Hello - I have 6 redbelly's and I cleaned their water about 2 days ago. Since cleaning out their tank, they have not and will not eat any type of food I put in the aquarium. I have tried brine shrimp, krill, beef heart, and minnows. They went about three days without eating and finally at about 20 small minnows. Is this common when you change the water in their aquarium? They seem to be healthy looking and still have coloring and the fins look ok.

Does anyone have any suggestions on what I need to do?

Thank you for your time in advance.

Sam


----------



## RedneckR0nin (Nov 5, 2008)

Post water levels and condition of the tanks.How much water did you change out of your tank % wise.If it's 3 days since they ate your not in trouble just quite yet.If you changed your water your levels might have spiked and caused stress to your fish.


----------



## Plowboy (Apr 9, 2008)

I agree with ronin.
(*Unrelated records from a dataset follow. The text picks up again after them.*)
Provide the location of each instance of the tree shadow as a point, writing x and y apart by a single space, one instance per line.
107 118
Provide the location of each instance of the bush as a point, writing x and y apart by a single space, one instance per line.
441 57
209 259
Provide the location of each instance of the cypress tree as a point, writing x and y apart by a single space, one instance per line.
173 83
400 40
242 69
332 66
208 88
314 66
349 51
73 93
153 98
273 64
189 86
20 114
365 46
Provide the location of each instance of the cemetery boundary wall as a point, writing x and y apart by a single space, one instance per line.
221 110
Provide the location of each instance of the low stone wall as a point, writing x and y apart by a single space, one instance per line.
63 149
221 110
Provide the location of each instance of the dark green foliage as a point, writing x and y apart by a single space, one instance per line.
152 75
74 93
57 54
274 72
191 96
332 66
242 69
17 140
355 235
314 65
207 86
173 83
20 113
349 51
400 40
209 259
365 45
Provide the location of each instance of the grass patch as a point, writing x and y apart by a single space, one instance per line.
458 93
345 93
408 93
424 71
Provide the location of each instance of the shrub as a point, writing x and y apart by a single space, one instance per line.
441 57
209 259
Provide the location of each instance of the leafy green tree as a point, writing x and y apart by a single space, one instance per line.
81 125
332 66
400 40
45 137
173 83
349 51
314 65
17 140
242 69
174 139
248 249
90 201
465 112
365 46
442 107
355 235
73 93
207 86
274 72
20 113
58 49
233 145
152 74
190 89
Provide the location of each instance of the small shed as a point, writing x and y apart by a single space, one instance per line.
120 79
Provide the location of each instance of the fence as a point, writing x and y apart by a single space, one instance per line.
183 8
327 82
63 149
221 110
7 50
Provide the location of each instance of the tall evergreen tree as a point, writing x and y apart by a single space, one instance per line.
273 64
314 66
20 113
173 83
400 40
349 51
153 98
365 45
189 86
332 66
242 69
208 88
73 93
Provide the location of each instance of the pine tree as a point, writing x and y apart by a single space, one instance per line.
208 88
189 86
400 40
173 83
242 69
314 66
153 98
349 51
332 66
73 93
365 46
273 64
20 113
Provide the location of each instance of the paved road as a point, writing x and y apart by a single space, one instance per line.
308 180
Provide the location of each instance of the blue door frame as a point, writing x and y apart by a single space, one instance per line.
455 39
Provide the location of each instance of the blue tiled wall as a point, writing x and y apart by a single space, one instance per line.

Check your water params before and after you change your water for a while just to see how bad it bounces the params around. Also you should probably never change more than 50% of your water at the same time.


----------



## khmerboiRED (Jul 15, 2008)

Yup post your water params. Maybe you had an ammonia spike or something. When i do water changes i usually only do about 20 - 30%. Probably where you should do it.


----------



## roccov12345 (Sep 26, 2008)

I notice sometimes with my Ps after a water change or screwing around in the tank a bit they will not eat. I really think its because they're spooked a little. They come back around. Are your P's very skittish at the moment?


----------



## blbig50 (Jan 1, 2009)

Everything work out?????


----------



## sjoseph (Dec 31, 2008)

So, they seem to be doing better, although they don't eat like they used to, they are starting to eat now. They were small when I got them and I guess they just went through a growth spurt and ate anything/everything I put in there.

They are starting to come around and eat better though. I did change over half the water, so I assume that was the problem.

Thank you all for your help; I greatly appreciate everyones feedback.

Sam


----------



## Plowboy (Apr 9, 2008)

glad to here there doing better

If you have anymore questions just ask


----------